According to well-informed sources, representatives of a number of western countries recently met at the German capital of Berlin to discuss the situation in Sudan, in particular after the ruling National Congress Party (NCP) turned down an invitation by the AU mediation team to attend a preparatory National Dialogue meeting in Addis Ababa at the end of March.
The sources told Radio Dabanga that there is a consensus among the western countries not to acknowledge the outcomes of the presidential and parliamentary election, announced by the National Election Commission today. It was agreed to accept the new Sudanese government as a “de facto government”.
They also discussed the new approach for dealing with the Sudanese crises within the framework of the National Dialogue, based on new priorities identified by the AU High-level Implementation Panel (AUHIP) for Sudan.
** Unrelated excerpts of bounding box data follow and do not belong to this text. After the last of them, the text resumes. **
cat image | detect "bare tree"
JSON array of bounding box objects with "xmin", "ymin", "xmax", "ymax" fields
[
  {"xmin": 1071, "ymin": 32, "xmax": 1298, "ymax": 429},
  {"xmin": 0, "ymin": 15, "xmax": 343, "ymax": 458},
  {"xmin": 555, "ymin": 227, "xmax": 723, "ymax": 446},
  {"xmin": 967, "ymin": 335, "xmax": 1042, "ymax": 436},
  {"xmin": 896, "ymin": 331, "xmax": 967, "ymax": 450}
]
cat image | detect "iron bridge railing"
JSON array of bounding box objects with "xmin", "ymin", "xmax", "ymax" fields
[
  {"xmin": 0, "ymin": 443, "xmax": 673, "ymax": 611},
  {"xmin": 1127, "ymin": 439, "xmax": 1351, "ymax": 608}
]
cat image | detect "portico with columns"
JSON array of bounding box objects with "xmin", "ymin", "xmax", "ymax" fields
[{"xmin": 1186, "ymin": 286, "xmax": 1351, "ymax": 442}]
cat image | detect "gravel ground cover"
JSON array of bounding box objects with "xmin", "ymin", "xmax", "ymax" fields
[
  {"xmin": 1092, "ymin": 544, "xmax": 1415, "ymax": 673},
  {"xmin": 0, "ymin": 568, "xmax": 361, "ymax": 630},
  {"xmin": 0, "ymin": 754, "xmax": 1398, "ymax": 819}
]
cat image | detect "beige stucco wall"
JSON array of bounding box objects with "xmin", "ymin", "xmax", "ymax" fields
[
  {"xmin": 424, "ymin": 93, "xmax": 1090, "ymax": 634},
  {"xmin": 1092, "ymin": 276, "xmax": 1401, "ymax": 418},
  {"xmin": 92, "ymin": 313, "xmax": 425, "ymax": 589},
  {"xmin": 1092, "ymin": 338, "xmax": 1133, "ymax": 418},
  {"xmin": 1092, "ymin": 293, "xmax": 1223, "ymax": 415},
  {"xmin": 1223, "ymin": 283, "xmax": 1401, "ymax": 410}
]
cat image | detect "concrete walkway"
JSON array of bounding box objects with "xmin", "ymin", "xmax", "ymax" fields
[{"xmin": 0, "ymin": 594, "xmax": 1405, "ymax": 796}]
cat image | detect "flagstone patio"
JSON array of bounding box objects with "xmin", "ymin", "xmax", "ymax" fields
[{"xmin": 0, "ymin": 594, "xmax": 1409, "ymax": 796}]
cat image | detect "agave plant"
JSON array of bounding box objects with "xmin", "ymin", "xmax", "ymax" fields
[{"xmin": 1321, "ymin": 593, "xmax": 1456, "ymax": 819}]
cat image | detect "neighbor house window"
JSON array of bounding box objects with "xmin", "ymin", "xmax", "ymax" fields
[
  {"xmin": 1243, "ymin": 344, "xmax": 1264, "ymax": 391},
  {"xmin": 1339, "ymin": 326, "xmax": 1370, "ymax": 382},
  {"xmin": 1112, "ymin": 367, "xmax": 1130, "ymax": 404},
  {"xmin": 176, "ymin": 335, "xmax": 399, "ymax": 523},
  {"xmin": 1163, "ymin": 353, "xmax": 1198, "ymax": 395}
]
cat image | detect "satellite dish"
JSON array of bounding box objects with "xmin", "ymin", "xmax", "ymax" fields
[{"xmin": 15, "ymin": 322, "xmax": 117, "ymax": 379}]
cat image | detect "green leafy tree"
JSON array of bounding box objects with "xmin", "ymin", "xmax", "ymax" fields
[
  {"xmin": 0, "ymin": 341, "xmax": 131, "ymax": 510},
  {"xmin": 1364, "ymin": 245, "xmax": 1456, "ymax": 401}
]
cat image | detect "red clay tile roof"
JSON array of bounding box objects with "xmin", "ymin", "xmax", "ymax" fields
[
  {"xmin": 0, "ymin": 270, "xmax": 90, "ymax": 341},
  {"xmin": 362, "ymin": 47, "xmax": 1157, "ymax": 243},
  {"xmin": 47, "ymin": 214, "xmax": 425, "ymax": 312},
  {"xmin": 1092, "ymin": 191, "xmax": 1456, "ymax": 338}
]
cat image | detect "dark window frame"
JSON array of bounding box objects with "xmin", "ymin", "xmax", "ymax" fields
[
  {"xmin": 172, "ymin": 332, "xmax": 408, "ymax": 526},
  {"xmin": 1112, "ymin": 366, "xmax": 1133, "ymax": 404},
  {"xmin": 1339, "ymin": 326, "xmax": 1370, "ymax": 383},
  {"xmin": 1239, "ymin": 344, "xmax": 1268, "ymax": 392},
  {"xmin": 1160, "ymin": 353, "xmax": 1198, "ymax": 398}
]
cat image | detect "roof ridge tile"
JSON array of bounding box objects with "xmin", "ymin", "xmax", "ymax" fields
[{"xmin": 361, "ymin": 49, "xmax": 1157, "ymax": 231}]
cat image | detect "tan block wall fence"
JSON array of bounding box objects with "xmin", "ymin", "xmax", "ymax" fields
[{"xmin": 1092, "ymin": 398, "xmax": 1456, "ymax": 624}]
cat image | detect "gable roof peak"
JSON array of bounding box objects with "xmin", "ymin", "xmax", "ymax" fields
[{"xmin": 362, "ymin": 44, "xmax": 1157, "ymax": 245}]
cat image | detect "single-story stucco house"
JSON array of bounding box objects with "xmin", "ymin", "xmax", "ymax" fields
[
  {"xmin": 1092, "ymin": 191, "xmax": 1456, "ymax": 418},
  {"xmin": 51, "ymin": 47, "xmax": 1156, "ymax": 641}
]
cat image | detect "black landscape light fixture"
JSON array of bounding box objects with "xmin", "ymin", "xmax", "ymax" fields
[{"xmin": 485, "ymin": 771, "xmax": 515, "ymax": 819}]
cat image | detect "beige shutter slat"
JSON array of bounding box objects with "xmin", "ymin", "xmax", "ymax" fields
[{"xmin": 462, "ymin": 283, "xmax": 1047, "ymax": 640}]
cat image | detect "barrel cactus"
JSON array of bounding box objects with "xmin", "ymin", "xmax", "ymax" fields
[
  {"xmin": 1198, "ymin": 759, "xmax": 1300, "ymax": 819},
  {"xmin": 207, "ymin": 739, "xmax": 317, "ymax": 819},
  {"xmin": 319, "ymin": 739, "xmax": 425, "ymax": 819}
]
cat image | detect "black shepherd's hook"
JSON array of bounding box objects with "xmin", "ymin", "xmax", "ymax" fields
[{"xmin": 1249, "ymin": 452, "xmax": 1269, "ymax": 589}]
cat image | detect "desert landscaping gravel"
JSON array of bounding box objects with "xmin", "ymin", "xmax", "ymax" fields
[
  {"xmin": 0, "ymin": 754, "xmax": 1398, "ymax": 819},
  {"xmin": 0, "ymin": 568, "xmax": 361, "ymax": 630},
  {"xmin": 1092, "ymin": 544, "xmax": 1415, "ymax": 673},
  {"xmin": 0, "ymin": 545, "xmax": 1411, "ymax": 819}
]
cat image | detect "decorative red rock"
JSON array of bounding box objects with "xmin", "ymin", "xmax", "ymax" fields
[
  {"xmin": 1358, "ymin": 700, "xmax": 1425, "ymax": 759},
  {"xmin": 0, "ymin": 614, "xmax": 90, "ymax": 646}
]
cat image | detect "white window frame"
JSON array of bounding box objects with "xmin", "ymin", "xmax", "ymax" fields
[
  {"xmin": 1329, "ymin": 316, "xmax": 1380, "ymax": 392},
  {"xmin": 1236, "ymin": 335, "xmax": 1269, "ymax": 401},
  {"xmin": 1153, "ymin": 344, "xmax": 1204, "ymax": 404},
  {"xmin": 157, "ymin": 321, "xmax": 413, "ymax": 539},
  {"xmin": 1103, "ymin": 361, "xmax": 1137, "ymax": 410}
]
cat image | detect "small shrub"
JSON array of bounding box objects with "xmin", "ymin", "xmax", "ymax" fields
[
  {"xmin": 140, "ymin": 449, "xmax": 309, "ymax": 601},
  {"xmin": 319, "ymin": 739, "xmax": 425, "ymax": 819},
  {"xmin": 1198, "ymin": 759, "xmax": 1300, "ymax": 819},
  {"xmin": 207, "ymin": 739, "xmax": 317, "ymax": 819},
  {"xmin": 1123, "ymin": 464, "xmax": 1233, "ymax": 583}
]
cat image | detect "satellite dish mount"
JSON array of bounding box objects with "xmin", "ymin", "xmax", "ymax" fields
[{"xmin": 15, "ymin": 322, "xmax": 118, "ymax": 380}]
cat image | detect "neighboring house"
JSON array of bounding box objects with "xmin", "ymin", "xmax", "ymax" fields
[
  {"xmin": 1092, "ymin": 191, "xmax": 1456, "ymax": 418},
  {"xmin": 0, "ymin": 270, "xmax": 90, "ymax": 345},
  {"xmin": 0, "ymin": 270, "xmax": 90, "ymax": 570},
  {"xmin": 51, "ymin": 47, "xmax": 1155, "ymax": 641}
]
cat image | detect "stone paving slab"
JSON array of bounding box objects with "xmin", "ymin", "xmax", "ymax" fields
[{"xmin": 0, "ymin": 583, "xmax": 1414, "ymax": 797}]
The AU mediation team, chaired by former South-African President Thabo Mbeki, plans to focus on humanitarian issues and the protection of civilians through “a comprehensive cessation of hostilities, including a cessation of aerial bombardments, and a guaranty for humanitarian access to those in need”, as well on “the restoration of basic human rights, fundamental freedoms, and the release of the political detainees”.
The approach is based on “one-track negotiations” between the Sudanese government and the opposition forces, building on a new AU Peace and Security Council resolution, to be supported by a new UN Security Council “binding resolution under Chapter VII”.